Le transfert de Limniatis est attribuable à un heureux concours de circonstances. Alors qu’il avait fait ses débuts avec la sélection nationale canadienne l’automne précédent, il a eu droit à sa neuvième sélection en carrière à l’occasion d’un match international du Canada contre la Grèce au Complexe sportif Claude-Robillard à Montréal, le 19 mai 1988 (défaite de 0-1). Limniatis a ensuite porté le maillot rouge à l’occasion de la Coupe Sir Stanley-Matthews, tournoi à trois équipes disputé à Toronto dans les jours qui ont suivi ; dans cette compétition, le Canada et la Grèce se sont affrontés lors du premier match (le 21 mai, défaite de 0-3), puis encore en finale (le 28 mai, victoire du Canada aux tirs au but après une nulle de 0-0).

« Moi, ce que je ne savais pas, c’est que pendant tout ce temps-là, il y avait des journalistes de la Grèce qui accompagnaient l’équipe grecque et qui ont écrit des articles sur le fait qu’il y avait un jeune Grec (Limniatis) qui jouait avec le Canada. Il y avait aussi l’entraîneur de l’équipe d’Aris à l’époque qui était sur place, et qui m’a donc vu jouer », a raconté Limniatis, en faisant allusion à Alketas Panagoulias, qui a dirigé Aris de 1987 à 1990 ; celui-ci avait auparavant été à la barre de la sélection grecque dans les années 1970 (et aussi dans les années 1990) et de la sélection américaine au milieu des années 1980 , ainsi que du club Olympiakos dans les années 1980.
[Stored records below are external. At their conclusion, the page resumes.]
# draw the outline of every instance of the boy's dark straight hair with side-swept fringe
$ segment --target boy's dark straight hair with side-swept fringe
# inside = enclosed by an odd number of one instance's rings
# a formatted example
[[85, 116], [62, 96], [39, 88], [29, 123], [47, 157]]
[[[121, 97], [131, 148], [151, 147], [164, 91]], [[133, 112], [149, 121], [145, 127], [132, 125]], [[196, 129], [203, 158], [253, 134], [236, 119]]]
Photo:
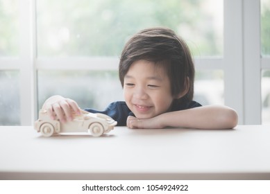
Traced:
[[172, 95], [176, 96], [187, 91], [187, 94], [179, 100], [192, 100], [194, 63], [187, 44], [173, 30], [147, 28], [128, 40], [119, 62], [119, 78], [122, 87], [124, 86], [124, 76], [130, 65], [137, 60], [149, 60], [162, 65], [167, 70]]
« Dans la semaine après le tournoi, j’ai reçu l’appel de quatre ou cinq équipes, qui s’intéressaient à moi. Aris a montré plus de sérieux que les autres. (Panagoulias) a parlé de moi à l’exécutif du club et Aris a envoyé quelqu’un du club pour venir me rencontrer ici, pour rencontrer mes parents, pour apprendre à me connaître sur le plan personnel.

« L’autre club sérieux, ç’a été AEK (d’Athènes), une des grandes équipes en Grèce. Mais eux, ils ont surtout parlé d’argent. Et ils ont simplement demandé à quelqu’un qui était déjà à Montréal d’être leur représentant et de discuter avec moi.
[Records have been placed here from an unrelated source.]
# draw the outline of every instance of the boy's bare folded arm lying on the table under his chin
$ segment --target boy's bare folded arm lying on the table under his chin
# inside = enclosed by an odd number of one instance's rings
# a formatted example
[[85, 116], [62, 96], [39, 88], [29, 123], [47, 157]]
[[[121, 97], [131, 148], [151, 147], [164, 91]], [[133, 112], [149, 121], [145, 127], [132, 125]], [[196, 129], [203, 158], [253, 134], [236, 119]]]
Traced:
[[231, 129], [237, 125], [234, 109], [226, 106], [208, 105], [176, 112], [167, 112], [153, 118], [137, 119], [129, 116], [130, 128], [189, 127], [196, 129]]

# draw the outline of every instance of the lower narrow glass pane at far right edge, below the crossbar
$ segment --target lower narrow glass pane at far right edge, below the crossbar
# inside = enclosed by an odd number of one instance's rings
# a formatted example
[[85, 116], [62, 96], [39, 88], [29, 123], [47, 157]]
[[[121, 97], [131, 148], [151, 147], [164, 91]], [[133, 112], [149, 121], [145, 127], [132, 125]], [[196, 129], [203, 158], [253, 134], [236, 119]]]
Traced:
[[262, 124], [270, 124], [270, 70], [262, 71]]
« Pendant ce temps-là, moi, je n’avais aucune aide. Je connaissais le championnat grec, mais juste en général. Et ce que je ne savais pas, c’est que dans les nombreux journaux sportifs en Grèce, on parlait de moi. J’avais de la famille là-bas, mais ils n’étaient pas vraiment familiers avec le sport, alors ils n’étaient pas en mesure de me donner beaucoup de détails. Éventuellement, j’ai fini par savoir qu’il y avait eu une petite bataille (entre Aris et AEK) à savoir qui allait me faire signer un contrat.

« En bout de ligne, même si AEK m’a offert plus d’argent, j’ai décidé d’y aller avec Aris. C’est avec eux que je me sentais le plus à l’aise. »

La nouvelle a été soulignée au Canada, pas seulement en Grèce, alors que Limniatis a notamment fait l’objet d’un long reportage à la une du cahier des sports du journal montréalais The Gazette.

Limniatis a joué en Grèce jusqu’en 1993, d’abord avec Aris, puis avec Panetolikos. A alors suivi son retour au bercail à Montréal, avec l’Impact.

Mais ça, comme on dit, c’est une autre histoire.